La Universidad española es, en el mejor de los casos, solo una agencia de acreditaciones, que resulta inservible para casi todo, salvo para seguir acreditándose en otros estudios. No existe la Universidad pública española como órgano principal, según quería don Santiago Ramón y Cajal, de la producción filosófica, científica e industrial.
Los remedios para resucitarla son múltiples y diversos. Ya que no se permitiría cerrarla para volverla abrir con científicos extranjeros, que tendrían como primer cometido examinar a los españoles para formar parte de los claustros universitarios; creo que la primera solución es reconocer su estado agónico y estudiar las perversiones que ha llevado aparejada la aplicación de la Ley de Autonomía Universitaria. El efecto mortífero de esa norma está a la vista: las universidades españolas están lejos de reconocimiento alguno en el mundo del saber institucionalizado.
Vivimos una etapa de empobrecimiento del pensamiento y la ciencia españoles que no tiene parangón en la historia reciente de España. Las conquistas de la Junta de Ampliación de Estudios, entre 1907 y 1939, junto con los progresos del Consejo Superior de Investigaciones Científicas y la universidad pública en las dos últimas décadas del franquismo, han sido dilapidadas con una ferocidad desconocida en el mundo más civilizado. Lo peor de todo, en efecto, es la carencia de continuidad en la investigación. Estamos comenzando, otra vez, desde cero como los simios. En todas partes, dominan la discontinuidad y la ruptura.

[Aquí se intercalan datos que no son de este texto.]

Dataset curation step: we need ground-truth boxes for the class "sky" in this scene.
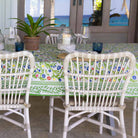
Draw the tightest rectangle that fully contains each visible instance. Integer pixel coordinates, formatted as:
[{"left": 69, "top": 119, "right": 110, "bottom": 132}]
[
  {"left": 26, "top": 0, "right": 130, "bottom": 16},
  {"left": 55, "top": 0, "right": 130, "bottom": 16}
]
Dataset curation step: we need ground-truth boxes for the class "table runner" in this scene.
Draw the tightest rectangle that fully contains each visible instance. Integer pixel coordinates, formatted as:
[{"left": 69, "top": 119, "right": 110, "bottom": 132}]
[{"left": 5, "top": 43, "right": 138, "bottom": 97}]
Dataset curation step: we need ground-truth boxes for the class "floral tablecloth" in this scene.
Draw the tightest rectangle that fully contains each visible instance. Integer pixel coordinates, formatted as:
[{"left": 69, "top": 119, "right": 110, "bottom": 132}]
[{"left": 6, "top": 43, "right": 138, "bottom": 97}]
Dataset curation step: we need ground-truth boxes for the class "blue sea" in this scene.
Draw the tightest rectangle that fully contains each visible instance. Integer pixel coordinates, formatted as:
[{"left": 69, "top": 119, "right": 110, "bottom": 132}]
[{"left": 25, "top": 14, "right": 129, "bottom": 27}]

¿Es viable la autonomía universitaria? Quizá. Pero, hoy por hoy, es inservible. Me apunto, pues, a lo que dijo don Santiago Ramón y Cajal en 1897:
Está bien la autonomía universitaria. Mas si cada profesor no mejora su aptitud técnica y su disciplina mental; si los centros docentes carecen de heroísmo necesario para resistir las opresoras garras del caciquismo y el favoritismo extra o intrauniversitario; si cada maestro considera a sus hijos intelectuales como insuperables arquetipos del talento y de la idoneidad, la flamante autonomía rendirá, poco más o menos, los mismos frutos que el régimen actual. ¿De qué serviría emancipar a los profesores de la tutela del Estado, si éstos no tratan antes de emanciparse de sí mismos, es decir, de sobreponerse a sus miserias éticas y culturales? El problema central de nuestra Universidad no es la independencia, sino la transformación radical y definitiva de la aptitud y del ideario de la comunidad docente. Y hay pocos hombres capaces de ser cirujanos de sí mismos. El bisturí salvador debe ser manejado por otros.